Pharmacology: Mechanism of Action: Fluticasone acts as a human glucocorticoid receptor agonist with an affinity for the receptor that is 18 times greater than that of dexamethasone, almost twice that of beclomethasone-17-monopropionate, and over three times that of budesonide. The anti-inflammatory actions of Fluticasone may contribute to its efficacy in asthma; however, its precise mechanisms are unknown. Corticosteroids have been shown to inhibit mast cells, eosinophils, basophils, lymphocytes, macrophages, and neutrophils. Corticosteroids also inhibit production or secretion of cell mediators such as histamine, leukotrienes, cytokines, and eicosanoids.
Salmeterol is a long acting beta-adrenergic agonist. It acts by stimulating beta2-adrenergic receptors in the lungs to relax bronchial smooth muscle, thereby relieving bronchospasm.
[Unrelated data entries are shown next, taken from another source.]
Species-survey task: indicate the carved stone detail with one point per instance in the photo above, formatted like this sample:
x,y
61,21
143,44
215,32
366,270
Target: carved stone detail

This action is believed to result from increased production of cyclic adenosine 3,5-monophosphate (cyclic 3,5-AMP; cAMP) and ensuing reduction in intracellular calcium concentration caused by activation of the enzyme adenylate cyclase that catalyzes the conversion of adenosine triphosphate (ATP) to cAMP. Increased cAMP concentrations, in addition to relaxing bronchial smooth muscle, inhibit release of mediators of immediate hypersensitivity from cells, especially from mast cells.
Pharmacodynamics: Both Salmeterol and Fluticasone propionate have high lipocity and long duration of effect at their sites of action in the lung. The bronchodilator effect of Salmeterol lasts for about 12 hours as a result of high affinity binding to receptors within the β2-adrenoreceptor like wise Fluticasone has affinity for the glucocorticoid receptor and the half-life of the steroid receptor complex is >10 hrs.
Salmeterol and Fluticasone target different aspects of the disease process and varied evidence suggests that they produce complex mechanisms to produce relief of airway function.
Salmeterol protects against histamine, methacholine, cold air and sulphur dioxide-induced constriction and exercise induced asthma. There is no evidence of tolerance to the bronchodilator effects of Salmeterol. Salmeterol may also have anti-inflammatory properties
and can attenuate hyper responsiveness in patients with asthma.
Fluticasone propionate inhibits eosinophil activity resulting from the subsequent release of inflammatory mediators. It also appears to reduce bronchial hyper responsiveness in patients with asthma.
Given in fixed combination, the systemic dynamic effects of both Salmeterol and Fluticasone are essentially unchanged compared with their effects when given independently. No evidence of any untoward interactions between Salmeterol and Fluticasone was observed.
Pharmacokinetics: Pharmacokinetics of the fixed combination has not yet been established.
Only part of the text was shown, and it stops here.